Industrial associations that entered Japanese corporations were formed on the principle of vertical integration, (this Japanese variant was called "Keyresu"). "Keyresu" as top-menenjer of firms by knocking down multiple phyllials (which together form the upper wedge of vertical integration). In such cases, the contacts will be very strong and reliable.[8]

The Japanese experience of investing greatly influenced the development of many new industrialized states. Today, Japanese corporations are focused on revising many prinatal issues, namely attracting investments or releasing it to other countries, optimally organizing the economic turnover of any country.

Unique in the development of production, that is, the experience of using financial funds was collected in South Korea. First of all, capital is concentrated in several large corporations. The South Korean variant is similar to the Japanese variant syudans. The main difference is that Korean groups are based on Family results.

A descriptive feature of the German model of investment supply is the close interaction of cooperative structures with industrial banks. Stable horizontal industry-financial departments financial institutions with industrial concerns inter-sectoral integration arises from the joint activities of shareholder financial and businessmen. Banks participate not only in the financing of investision projects, but also in the management of enterprises. Thus, in many developed countries, there is an integration of high levels of Finance and industrial capital. This ensures the reconstruction of production, the release of a competitive product and an increase in the profitability of production.

For the CIS countries, attracting foreign investments today is very relevant.

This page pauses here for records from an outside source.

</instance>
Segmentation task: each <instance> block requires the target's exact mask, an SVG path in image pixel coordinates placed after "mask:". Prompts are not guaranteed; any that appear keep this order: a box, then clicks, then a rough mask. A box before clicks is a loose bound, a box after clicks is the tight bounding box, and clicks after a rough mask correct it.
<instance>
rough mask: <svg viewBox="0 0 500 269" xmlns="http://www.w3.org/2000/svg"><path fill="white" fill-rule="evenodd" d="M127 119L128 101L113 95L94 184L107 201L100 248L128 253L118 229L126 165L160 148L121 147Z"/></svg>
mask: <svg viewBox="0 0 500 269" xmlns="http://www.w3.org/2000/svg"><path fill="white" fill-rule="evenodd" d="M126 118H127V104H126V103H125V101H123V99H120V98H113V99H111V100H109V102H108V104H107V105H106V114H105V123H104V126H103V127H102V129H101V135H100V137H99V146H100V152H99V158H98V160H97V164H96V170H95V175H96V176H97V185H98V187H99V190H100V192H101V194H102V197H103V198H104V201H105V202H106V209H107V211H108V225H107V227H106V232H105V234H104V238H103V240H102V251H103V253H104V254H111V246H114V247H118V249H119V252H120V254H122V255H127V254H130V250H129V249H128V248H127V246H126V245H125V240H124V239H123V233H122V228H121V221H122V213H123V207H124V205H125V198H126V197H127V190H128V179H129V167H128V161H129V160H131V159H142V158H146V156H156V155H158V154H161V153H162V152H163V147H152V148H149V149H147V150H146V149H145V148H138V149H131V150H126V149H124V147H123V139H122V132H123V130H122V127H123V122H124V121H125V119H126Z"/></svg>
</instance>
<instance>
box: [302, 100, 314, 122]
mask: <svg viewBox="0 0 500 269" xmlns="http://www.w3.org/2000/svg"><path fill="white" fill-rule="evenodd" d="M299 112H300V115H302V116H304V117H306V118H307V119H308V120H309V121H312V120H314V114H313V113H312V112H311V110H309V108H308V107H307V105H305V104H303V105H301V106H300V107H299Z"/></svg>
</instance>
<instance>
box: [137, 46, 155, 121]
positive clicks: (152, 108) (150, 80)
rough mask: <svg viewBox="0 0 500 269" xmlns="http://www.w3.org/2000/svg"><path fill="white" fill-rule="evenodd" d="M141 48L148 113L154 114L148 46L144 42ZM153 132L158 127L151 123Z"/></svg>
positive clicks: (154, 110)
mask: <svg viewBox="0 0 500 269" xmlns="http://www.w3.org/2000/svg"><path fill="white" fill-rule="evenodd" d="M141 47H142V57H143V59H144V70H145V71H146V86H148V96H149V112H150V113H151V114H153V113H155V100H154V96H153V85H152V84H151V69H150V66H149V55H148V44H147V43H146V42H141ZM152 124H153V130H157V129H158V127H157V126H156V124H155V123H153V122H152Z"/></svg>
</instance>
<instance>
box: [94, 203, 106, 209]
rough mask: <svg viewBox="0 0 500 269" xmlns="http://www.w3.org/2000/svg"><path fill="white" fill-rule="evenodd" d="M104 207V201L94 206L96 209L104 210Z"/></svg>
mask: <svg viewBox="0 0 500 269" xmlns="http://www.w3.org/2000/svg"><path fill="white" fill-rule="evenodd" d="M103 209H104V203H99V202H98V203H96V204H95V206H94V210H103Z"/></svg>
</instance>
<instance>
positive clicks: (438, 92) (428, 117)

  1. Development of programs for the development of foreign trade activities established under legislation;
  2. Securing credit to TIF participants;
  3. organize trade shows and special symposia and conferences and participate in them;
  4. transfer of advertising companies in the development of export of products and services;
  5. ensuring the implementation of the Foreign Trade Information System and information consulting services, as well as other forms of promotion of foreign trade activities.

Therefore, foreign investment is very common in the practice of the style of development of the national economy, expansion of social problems and financial resources.

Today, the international market of foreign investments is rapidly developing in the world. In the international market of investments, demand is dominated by supply, under which mainly investments are directed to countries where there are favorable conditions for the investment activities of foreign investors.

The new EU member states, now developing Poland, Romania, Bulgaria, Croatia, Slovakia, Czech Republic, Baltic countries, are countries in need of internal and external investment. The features of attracting them to investment are the development of technology and technology, rich natural resources, relatively high-skilled labor, European market investment infrastructure, etc. It is worth mentioning that they are increasing public debt due to the large amount of investment involved. The experience of economic development and investment of newly industrialized states, the study of their good and bad sides, the identification of interaction in the formation of world economy will take a fresh look at the problems of the economic strategy of Uzbekistan.

Conclusion

Thus, the foreign experience of attracting investment given in this article provides an opportunity to conclude in this way, that is, increasing the attractiveness of Investiture processes at the enterprise level requires professional participants of the stock market by the state, transparent information important, coordinated actions of mutually profitable economic relations. Only such a combination of actions, investision seriously changes the subjects of the process, the business environment and ensures high rates of economic growth.